Wales was incredibly idealistic, with a vision of free textbooks educating the world and ridding the world of places where people have no sanitation. Free access to the sum of all human knowledge will solve all the world’s problems.

I wish I could be so idealistic.

Oh well, shoot for the stars and maybe you have a chance of hitting the moon, right?

I found the discussion on credibility more interesting. Someone asked how an encyclopedia produced by anarchy could have more credibility than the mighty Encyclopedia Britannica or even World Book. Linux Kernel hacker Alan Cox weighed in, pointing out that there’s plenty of bias in academia too, that academia is a tyranny of the day’s popular ideas and that generally ideas change by one generation dying out and a new generation with different ideas taking over. At least with Wikipedia, the divergent ideas get a chance to be heard. He had a point.

I disagree with Wales that his project will drive Britannica out of business, but I agree with Cox about credibility. I had an argument with a college professor over using the Internet as a primary source of information. This was in 1995 or 1996. I wrote a short paper on the Irish Republican Army, and I wanted to find out what people sympathetic to the IRA were saying. So I went to Alta Vista, did some searching, and cited what I found. I wanted to know what the people who made the bombs were thinking, and figured the people who made the bombs were more likely to have Web pages than they were to write books that would be in the University of Missouri library. But my professor wanted me to look for books. I decided he was a pompous, arrogant ass and maybe I didn’t want to minor in political science after all, especially if that meant I’d have to deal with him again.

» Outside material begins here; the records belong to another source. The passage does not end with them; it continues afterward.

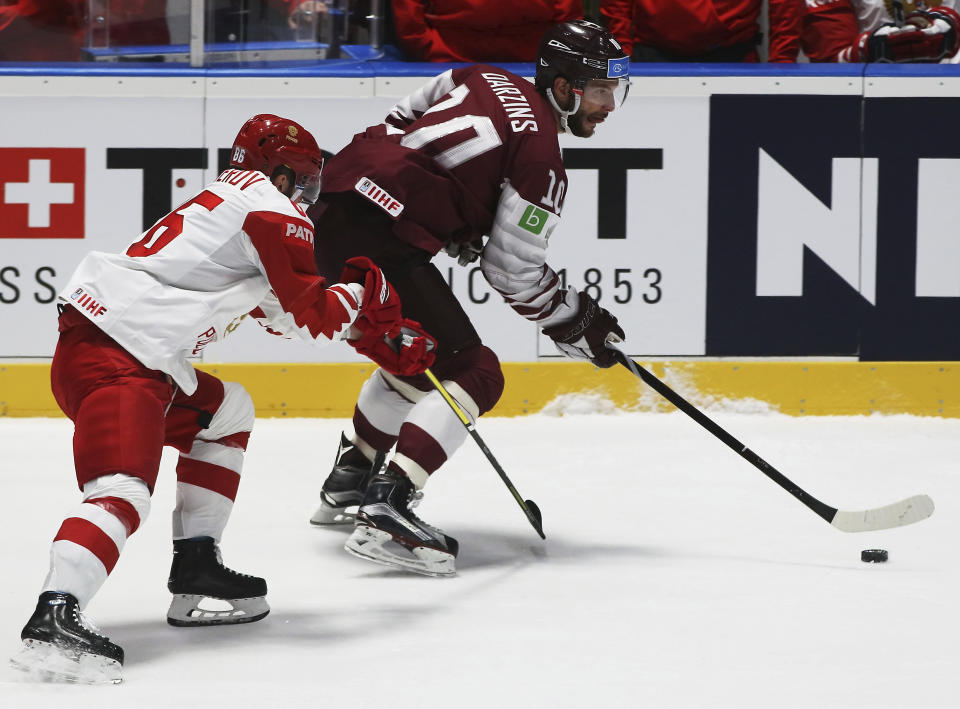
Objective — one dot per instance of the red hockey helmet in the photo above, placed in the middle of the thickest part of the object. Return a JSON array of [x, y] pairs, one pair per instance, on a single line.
[[581, 51], [266, 142]]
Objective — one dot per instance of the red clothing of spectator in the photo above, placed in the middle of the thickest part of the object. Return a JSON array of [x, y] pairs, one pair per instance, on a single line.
[[477, 30], [829, 27], [55, 30], [41, 30], [693, 28]]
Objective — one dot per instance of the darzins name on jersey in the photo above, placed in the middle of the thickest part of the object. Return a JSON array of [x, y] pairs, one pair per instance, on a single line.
[[514, 102]]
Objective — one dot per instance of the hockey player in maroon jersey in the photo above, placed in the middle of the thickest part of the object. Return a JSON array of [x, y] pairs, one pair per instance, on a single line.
[[128, 324], [470, 164]]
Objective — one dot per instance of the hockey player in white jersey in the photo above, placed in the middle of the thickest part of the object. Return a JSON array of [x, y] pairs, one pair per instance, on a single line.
[[128, 324]]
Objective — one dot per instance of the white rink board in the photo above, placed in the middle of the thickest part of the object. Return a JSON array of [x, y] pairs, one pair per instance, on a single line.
[[656, 280]]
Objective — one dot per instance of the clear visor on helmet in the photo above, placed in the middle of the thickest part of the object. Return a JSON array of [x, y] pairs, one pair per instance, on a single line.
[[609, 93]]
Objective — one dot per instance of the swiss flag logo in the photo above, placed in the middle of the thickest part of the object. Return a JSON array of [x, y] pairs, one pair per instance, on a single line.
[[41, 193]]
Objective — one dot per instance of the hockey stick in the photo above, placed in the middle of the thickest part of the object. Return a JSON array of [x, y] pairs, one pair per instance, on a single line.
[[913, 509], [529, 507]]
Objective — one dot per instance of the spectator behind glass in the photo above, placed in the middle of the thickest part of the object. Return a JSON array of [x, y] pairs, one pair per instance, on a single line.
[[55, 30], [703, 30], [477, 30], [868, 31]]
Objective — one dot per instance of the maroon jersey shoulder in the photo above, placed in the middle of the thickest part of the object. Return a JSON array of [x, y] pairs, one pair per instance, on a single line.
[[447, 167]]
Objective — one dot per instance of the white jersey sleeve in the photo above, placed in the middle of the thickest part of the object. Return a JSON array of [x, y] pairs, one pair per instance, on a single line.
[[514, 261], [420, 101], [193, 273]]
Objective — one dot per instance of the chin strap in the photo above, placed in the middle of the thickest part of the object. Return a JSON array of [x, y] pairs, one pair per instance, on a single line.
[[564, 114]]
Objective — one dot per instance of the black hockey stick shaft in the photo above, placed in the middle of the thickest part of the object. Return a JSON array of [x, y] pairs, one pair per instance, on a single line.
[[529, 508], [823, 510]]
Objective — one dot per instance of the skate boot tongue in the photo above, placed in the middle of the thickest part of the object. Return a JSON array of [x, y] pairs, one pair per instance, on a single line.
[[388, 532], [346, 484], [205, 592], [61, 645]]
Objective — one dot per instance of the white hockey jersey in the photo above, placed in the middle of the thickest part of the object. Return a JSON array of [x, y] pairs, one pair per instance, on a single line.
[[238, 245]]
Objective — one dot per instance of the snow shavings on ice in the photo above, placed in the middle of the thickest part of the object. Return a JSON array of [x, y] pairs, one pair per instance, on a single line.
[[599, 402]]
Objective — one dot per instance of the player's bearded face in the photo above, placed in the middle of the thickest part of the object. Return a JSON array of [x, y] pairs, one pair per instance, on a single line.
[[596, 103]]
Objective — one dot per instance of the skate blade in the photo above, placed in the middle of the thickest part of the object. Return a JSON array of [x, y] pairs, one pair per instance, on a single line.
[[327, 515], [370, 544], [188, 610], [45, 662]]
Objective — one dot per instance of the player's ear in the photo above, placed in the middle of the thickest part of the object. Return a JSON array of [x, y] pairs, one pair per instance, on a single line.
[[281, 180], [561, 91]]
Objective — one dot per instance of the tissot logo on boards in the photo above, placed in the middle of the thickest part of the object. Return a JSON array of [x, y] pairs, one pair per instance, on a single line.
[[42, 193]]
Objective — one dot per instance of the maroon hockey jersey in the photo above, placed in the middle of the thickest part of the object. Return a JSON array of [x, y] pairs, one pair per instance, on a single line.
[[439, 162]]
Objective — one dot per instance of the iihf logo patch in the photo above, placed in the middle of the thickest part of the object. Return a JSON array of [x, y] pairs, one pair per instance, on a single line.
[[379, 196]]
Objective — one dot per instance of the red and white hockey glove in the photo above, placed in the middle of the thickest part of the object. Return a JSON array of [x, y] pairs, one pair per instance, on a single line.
[[585, 337], [926, 36], [380, 309], [406, 350]]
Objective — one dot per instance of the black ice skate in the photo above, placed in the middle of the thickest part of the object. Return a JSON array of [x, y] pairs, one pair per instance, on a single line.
[[388, 533], [345, 485], [60, 645], [205, 592]]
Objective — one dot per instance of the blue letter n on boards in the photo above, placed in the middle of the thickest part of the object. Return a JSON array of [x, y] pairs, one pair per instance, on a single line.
[[861, 284]]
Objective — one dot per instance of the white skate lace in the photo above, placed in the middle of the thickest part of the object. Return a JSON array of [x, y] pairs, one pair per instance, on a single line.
[[415, 499], [216, 549], [87, 623]]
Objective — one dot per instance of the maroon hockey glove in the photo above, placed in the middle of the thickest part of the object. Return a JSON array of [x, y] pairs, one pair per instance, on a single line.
[[585, 337], [406, 350], [927, 36], [380, 309]]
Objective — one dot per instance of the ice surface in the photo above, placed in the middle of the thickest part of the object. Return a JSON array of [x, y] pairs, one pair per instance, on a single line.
[[674, 574]]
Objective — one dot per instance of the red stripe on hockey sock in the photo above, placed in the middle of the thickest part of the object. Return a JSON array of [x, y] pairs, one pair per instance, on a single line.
[[212, 477], [235, 440], [90, 537], [121, 509], [420, 447], [373, 437]]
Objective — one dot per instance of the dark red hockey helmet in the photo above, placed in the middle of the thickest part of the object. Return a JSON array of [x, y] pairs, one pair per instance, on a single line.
[[266, 142], [579, 51]]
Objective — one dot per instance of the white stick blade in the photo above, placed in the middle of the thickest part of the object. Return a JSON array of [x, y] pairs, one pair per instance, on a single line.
[[913, 509]]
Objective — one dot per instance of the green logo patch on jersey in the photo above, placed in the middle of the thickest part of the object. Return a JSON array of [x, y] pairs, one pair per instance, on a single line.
[[533, 219]]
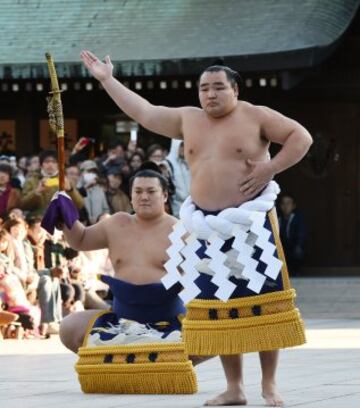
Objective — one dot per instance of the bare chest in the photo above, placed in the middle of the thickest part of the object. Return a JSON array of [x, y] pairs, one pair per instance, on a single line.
[[140, 249], [224, 140]]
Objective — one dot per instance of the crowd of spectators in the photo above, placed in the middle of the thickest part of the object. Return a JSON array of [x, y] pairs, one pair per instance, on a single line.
[[41, 278]]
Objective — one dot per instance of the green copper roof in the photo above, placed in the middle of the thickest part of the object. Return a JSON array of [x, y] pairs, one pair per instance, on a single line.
[[143, 35]]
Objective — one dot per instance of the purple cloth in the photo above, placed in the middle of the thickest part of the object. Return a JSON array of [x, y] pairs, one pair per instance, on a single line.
[[61, 210]]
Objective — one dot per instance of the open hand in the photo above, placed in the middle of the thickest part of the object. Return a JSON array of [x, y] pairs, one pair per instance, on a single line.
[[100, 70], [261, 173]]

I forgot what my point was. Oh yes. In journalism we have a sort of unwritten rule. You can cite as many sources as you want. In fact, the more sources the better. If a story doesn’t have three sources, it really ought not to be printed. That rule gets selectively enforced at times, but it’s there. Your sources can spout off all they want. That’s opinion. When three sources’ stories match independently, then it’s fact.

So what if Wikipedia is never the Britannica or even the World Book? It’s a source. It’s much more in touch with popular culture than either of those institutions ever will be. Most people will think you’re a bit odd if you sit down with a volume or two of the Britannica or World Book and read it like you would a novel. I know people who claim to have done it, but that doesn’t make the behavior unusual. Hitting random pages of Wikipedia can be entertaining reading, however. As long as you don’t get stuck in a rut of geography articles. But that’s become less and less likely.

So I don’t think it matters if the Wikipedia ever attains the status of the paper encyclopedias. You’ve got what the academics are saying. Wikipedia gives you the word on the street or in the coffee shop. Neither is necessarily a substitute for the other.

I’ve appealed to this before, but I’ll do it again. Visit Wikipedia. See what it has to say about your areas of interest. If it doesn’t say enough, take a few minutes to add to it. Resist the temptation to go to the articles on controversial people like Josef Stalin or Adolf Hitler. It’s a good way to get into an edit war and get frustrated. Find something obscure. I mostly write about old computers, old baseball players and old trains. Not too many Wikipedians are interested in those things. Especially the trains, so that’s what I write about most. (Other people seem to be; when I troll the ‘net for more information on those old companies, I frequently find copies of what I’ve already written and put in Wikipedia. It’s flattering.)

I look at it as a way of giving back. It’s relaxing to me. But there’s a community who’s written a ton of software, including an operating system, a web server, and a blogging system, and they’ve given it to me and never asked for a dime in return. I can’t program so I can’t give anything back in that way. But I have interests and I have knowledge in my head that doesn’t seem to be out there on the ‘net, and I have the ability to communicate it. So I give back that way.

It won’t change the world. Maybe all it’ll accomplish is me seeing fewer “Mar” trains on eBay and more Marx trains. But isn’t that something?